If you hold race to be a meaningful concept, then This still brings us back to the question of how many races are there?

Don’t worry, the idea that Japanese and Koreans are separate races is mainstream on this side of the Pond.

What specific differences are there between the groups? How can one objectively know?

You’re right. Race is a political and social idea, not a biological one. As a political and social idea, it’s also pretty recent - cultures such as Ancient Greece seem to have had little, if any, concept of race as an inheritable concept. Their thought was that a Greek was anyone who could speak the Greek language. Anyone who couldn’t speak the language was an outsider (“barbarian”, from the Greek onomatopoeia “bar-bar” for incomprehensible gibberish, cf. English “blah blah”).

There’s actually quite a bit of research showing that there is more genetic diversity within Africa than outside of it, meaning that the genetic distance between, say, a Bushman and a Hausa is greater than the distance between an Irishman and an Australian Aborigine.

The following is the kind of statement which cries out for citation:

The results claimed are certainly plausible, given the abysmal state of American education.

However, at least one study elsewhere has obtained opposite results:

Why do East Asian children (in Australia) perform so well in PISA? An investigation of Western-born children of East Asian descent

(from link):

This is not a valid argument for assessing the quality of the work or the conclusions. This journal also has one of the highest retraction rates, which is also irrelevant. You are welcome to critique or defend the science. If you understand it.

It is a valid argument for assessing if the work and conclusions pass a “smell test,” i.e. if they are suitably plausible. I mean, that is what one of the world’s foremost scientific journals is for, right? And I am permitted to prefer a reputable journal’s smell test to that of some anonymous internet discussion board schlub, right?

If it is irrelevant then don’t bring it up.

I do not need your permission to do whatever I want.

Now, if you have anything of substance to contribute to the discussion then please enlighten us.

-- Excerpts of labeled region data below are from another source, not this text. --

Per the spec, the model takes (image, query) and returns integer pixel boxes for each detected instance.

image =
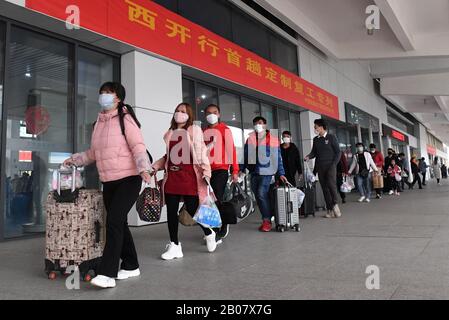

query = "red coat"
[204,122,239,174]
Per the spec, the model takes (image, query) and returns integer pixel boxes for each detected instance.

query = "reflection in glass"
[4,27,73,238]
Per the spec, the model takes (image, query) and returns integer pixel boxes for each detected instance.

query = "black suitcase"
[301,184,316,218]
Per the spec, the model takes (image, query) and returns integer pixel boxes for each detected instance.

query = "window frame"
[0,15,121,242]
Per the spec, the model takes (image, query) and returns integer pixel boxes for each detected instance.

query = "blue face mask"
[98,93,115,111]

You are misreading the paper. The claim is that the genomes of two individuals from one sub-group of Khoisan speakers showed no evidence of admixture from other groups. That is in no way the same as claiming that an entire population has never interbred with other populations. Consider that once you reach the 10 - 12 generation point, it’s quite likely that you would have inherited no genetic material form one of your randomly selected progenitors. That does not mean that the individual in question is NOT one of your ancestors.

I was pointing out that appeals to authority are irrelevant. Do you agree?

Appeal to authority is a logical fallacy unless you are appealing to someone who is an actual authority on the subject:

Einstein stated that Vitamin A is not necessary for good health. Fallacy, since Einstein is not an authority on nutrition.

Einstein stated that objects with mass can to travel at the speed of light. Not a fallacy, since Einstein is an authority on Relativity.

Damn this place. As soon as I posted that, I saw the error and tried to edit, but the board went dark for 15 minutes and I couldn’t.

objects with mass cannot travel…

No I do not agree, and you need to review your Fallacies 101 text.

Appeal to expert authority is not fallacious. Rebuttable on merits (especially by other expert authority) yes, fallacious, no.

‘Person A stated X’ can’t be a fallacy, as phrased that statement is factual or not. A fallacy would be to take their word on a claim based on an appeal to a person who is not actually an authority.

Megadoses of Vitamin C can cure cancer and many other ailments, per Linus Pauling. Fallacy, since Pauling was not an authority on medicine.

Some atoms can bond using hybrids of their valence s and p orbitals, per Linus Pauling. Not a fallacy, as Pauling was an authority on quantum chemistry.

That would be called a distinction without a difference.